Air Astana has issued Boeing and Airbus with a request for proposals (RFP) to provide aircraft for its planned domestic low-fare carrier FlyArystan.

According to Peter Foster, the parent airline’s chief executive officer, it is a straight-up choice between the B737 MAX or the A320neo for the new LCC, which is planned to launch in May 2019. He did not expand upon how many aircraft it will initially seek, but he did go on to outline that flights would start using four of Air Astana’s existing A320ceo aircraft.

The RFP is planned to conclude by the end of the first quarter of 2019. “We obviously have high hopes for the low-cost airline, and we think it’s right to evaluate both manufacturers at the inception of the carrier,” he said, going on to say that it was not considering the smaller A220-300 or -100.
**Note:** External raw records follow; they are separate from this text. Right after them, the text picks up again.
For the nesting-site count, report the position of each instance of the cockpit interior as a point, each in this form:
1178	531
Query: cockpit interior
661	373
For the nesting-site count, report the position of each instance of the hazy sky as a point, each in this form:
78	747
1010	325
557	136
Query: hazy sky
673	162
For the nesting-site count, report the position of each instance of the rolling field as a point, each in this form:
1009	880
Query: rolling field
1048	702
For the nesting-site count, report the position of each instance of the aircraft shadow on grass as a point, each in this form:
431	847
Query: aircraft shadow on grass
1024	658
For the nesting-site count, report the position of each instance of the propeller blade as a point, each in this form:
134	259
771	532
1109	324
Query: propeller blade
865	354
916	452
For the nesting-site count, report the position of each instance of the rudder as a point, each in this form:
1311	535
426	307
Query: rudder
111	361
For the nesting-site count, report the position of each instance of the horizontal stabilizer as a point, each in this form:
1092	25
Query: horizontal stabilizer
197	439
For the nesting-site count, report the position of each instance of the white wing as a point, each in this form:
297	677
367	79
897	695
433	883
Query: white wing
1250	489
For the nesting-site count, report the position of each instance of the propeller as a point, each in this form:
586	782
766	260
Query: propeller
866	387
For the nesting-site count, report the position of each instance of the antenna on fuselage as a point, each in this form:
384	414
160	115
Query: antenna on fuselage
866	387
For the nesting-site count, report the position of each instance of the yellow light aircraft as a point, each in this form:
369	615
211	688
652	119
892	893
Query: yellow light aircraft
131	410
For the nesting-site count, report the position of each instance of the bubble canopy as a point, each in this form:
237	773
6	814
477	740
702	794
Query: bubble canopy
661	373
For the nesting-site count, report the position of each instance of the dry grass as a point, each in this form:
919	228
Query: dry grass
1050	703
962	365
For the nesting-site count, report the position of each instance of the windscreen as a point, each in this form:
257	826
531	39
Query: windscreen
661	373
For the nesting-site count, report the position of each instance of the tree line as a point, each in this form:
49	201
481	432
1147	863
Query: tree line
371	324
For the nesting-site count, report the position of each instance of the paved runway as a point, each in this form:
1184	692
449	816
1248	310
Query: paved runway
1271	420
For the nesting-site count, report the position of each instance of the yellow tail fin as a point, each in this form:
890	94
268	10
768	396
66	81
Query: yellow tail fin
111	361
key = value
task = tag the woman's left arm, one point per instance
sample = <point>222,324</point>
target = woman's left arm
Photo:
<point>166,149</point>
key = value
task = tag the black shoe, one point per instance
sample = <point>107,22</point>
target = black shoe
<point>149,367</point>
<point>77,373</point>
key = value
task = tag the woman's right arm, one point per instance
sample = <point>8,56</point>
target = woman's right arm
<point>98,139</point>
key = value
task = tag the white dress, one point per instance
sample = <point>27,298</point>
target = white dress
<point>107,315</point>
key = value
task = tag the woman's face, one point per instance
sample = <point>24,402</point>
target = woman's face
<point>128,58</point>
FlyArystan (Arystan translates as ‘Lion’ from the Kazakh language) will initially operate domestically from four bases in Kazakhstan (one in the south, one in the west and the other two likely to be at its existing bases in Almaty and Astana). It is also expected to spread its wings intra-regionally within the next couple of years depending on market reaction, with Foster adding that there was “no reason why it should be limited to the borders of Kazakhstan.”

Foster stressed that the LCC will be allowed to develop in isolation, even if that leads to some cannibalisation of Air Astana’s existing traffic. “If it wants to fly a route, it will do so,” he said. “There will be some cannibalisation of Air Astana. But if we don’t allow it, it will leave a space for competition to grow into that market.”
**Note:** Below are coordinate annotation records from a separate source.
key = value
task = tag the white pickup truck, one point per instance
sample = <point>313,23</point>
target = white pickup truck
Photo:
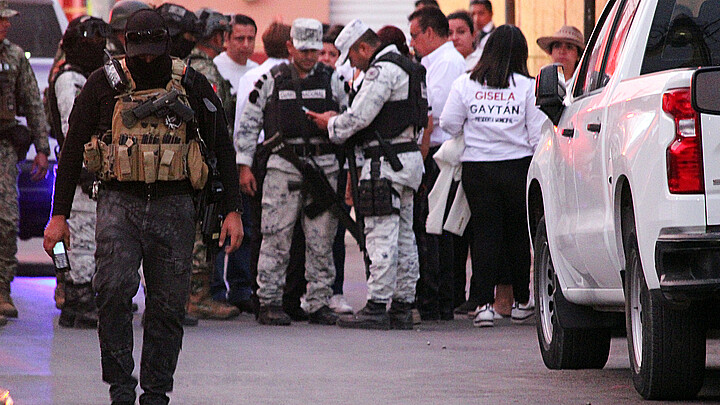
<point>623,196</point>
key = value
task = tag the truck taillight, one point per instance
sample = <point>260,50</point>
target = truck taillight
<point>684,155</point>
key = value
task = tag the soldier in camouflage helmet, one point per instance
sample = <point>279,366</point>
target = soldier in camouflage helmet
<point>18,91</point>
<point>211,38</point>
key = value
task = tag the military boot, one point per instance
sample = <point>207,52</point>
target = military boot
<point>202,306</point>
<point>273,315</point>
<point>60,291</point>
<point>400,314</point>
<point>372,316</point>
<point>323,316</point>
<point>80,310</point>
<point>7,307</point>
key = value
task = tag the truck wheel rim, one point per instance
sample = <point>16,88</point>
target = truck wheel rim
<point>547,287</point>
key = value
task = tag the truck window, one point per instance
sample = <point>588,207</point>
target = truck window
<point>590,76</point>
<point>683,34</point>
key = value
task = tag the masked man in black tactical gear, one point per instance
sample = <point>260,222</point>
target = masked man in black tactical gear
<point>150,165</point>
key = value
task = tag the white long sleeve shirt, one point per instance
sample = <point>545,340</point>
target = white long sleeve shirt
<point>498,124</point>
<point>443,65</point>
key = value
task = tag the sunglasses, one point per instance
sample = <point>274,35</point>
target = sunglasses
<point>146,36</point>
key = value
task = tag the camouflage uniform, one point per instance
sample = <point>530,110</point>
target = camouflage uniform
<point>27,99</point>
<point>81,221</point>
<point>390,239</point>
<point>282,207</point>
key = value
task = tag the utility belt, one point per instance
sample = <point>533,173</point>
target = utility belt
<point>375,194</point>
<point>374,152</point>
<point>313,149</point>
<point>151,191</point>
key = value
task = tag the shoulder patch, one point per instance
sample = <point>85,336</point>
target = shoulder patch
<point>253,96</point>
<point>372,73</point>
He also said that within the year it was hoped that the new carrier would be operating under its own AOC.

The country, said Foster, “has been an LCC-free zone for 16 years until now. But it’s inevitable that LCCs will come,” adding that carriers such as Wizz Air and Pobeda were already encroaching.

FlyArystan will operate high-frequency flights with quick airport turnarounds, something that could be initially challenging as the country’s airports – combined with the often harsh operating environment – do not yet operate such rapid (30-40 minute) turnarounds.

Approximately 95% of the population of Kazakhstan (around 18 million people) have not yet travelled by air.